First graders, from left, Isreal Dani, Ian Smith and Ashton Brooks listen to first grade teacher Karin Versen read a book out loud to the class on the first day of school on Aug. 23 at Patrick Henry Elementary school in St. Louis.
St. Louis needs a citywide plan for education, and on that point there is consensus. The Board of Education proposed the development of a plan as one of three initial policy changes needed to repair a broken education system, nudging potential collaborators to lend their support. A plan-to-make-a-plan, unveiled to both the board and the public in its late stages of development, prompted an outcry of emotion ranging from consternation to satisfaction.
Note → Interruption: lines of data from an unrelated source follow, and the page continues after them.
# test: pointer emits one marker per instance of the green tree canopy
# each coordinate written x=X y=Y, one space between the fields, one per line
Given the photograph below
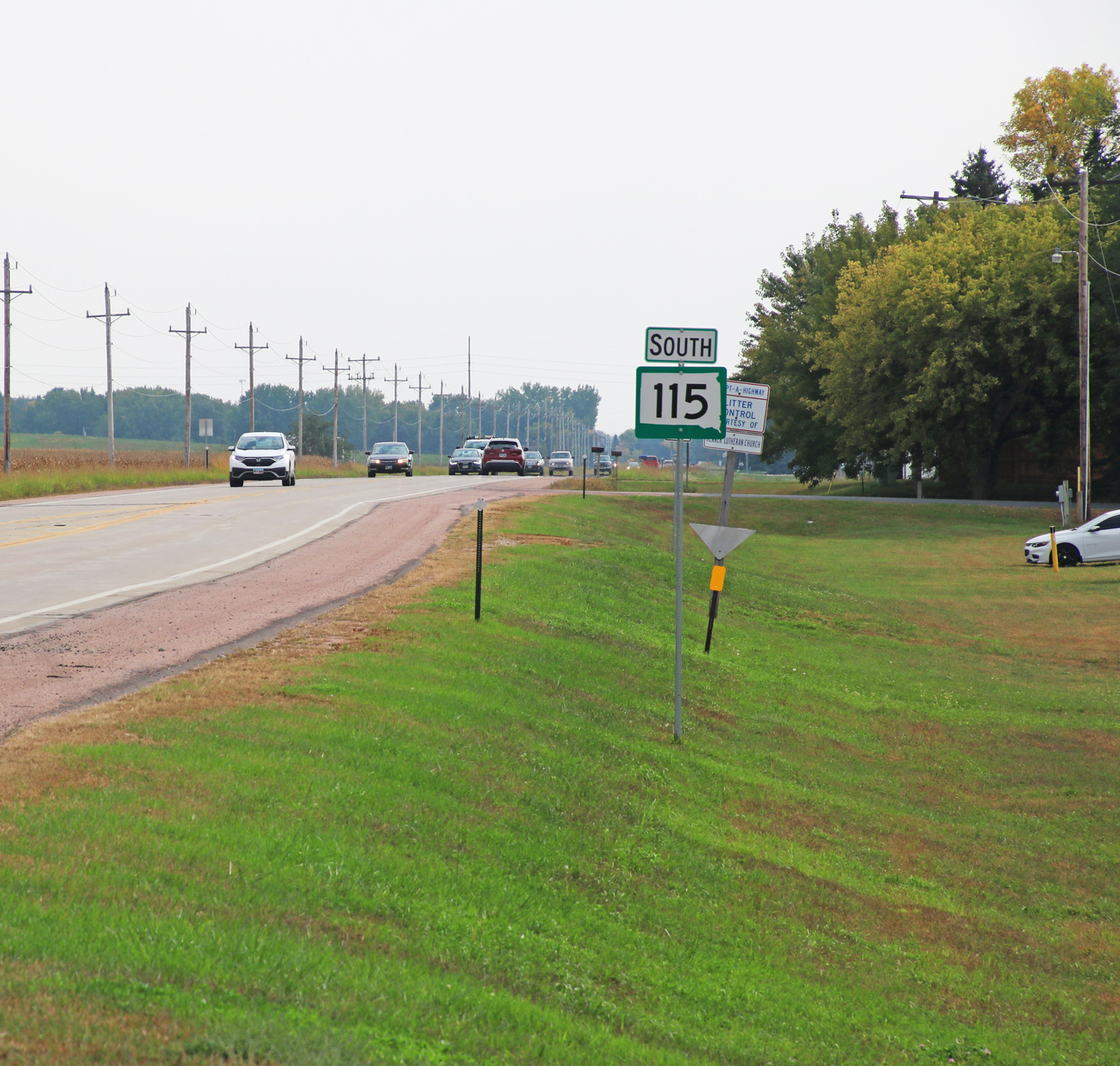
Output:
x=1056 y=119
x=790 y=321
x=982 y=178
x=954 y=345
Individuals and organizations shared ideas about how to proceed, yet nearly eight months after its proposal, the effort is at a standstill, thwarted by a failure to define the terms.
Current planning efforts have been built on a weak foundation, because without a clear delineation of terms and needs from the body that initially called for it, the phrase “citywide plan for education” has become a meaningless buzzword, not a viable cornerstone. As someone quoted in this newspaper demanding urgent action toward such a plan, allow me to define these terms as I see them, in the hope that we, as a city, can move forward.
A citywide plan for education that begins and ends with schools is doomed from the start. Any plan that does not explicitly connect the city’s educational disparities to its decades of shrinking population, racist policies and continued prioritization of economic growth over the needs of people will not produce the system of high-quality schools essential to a thriving city.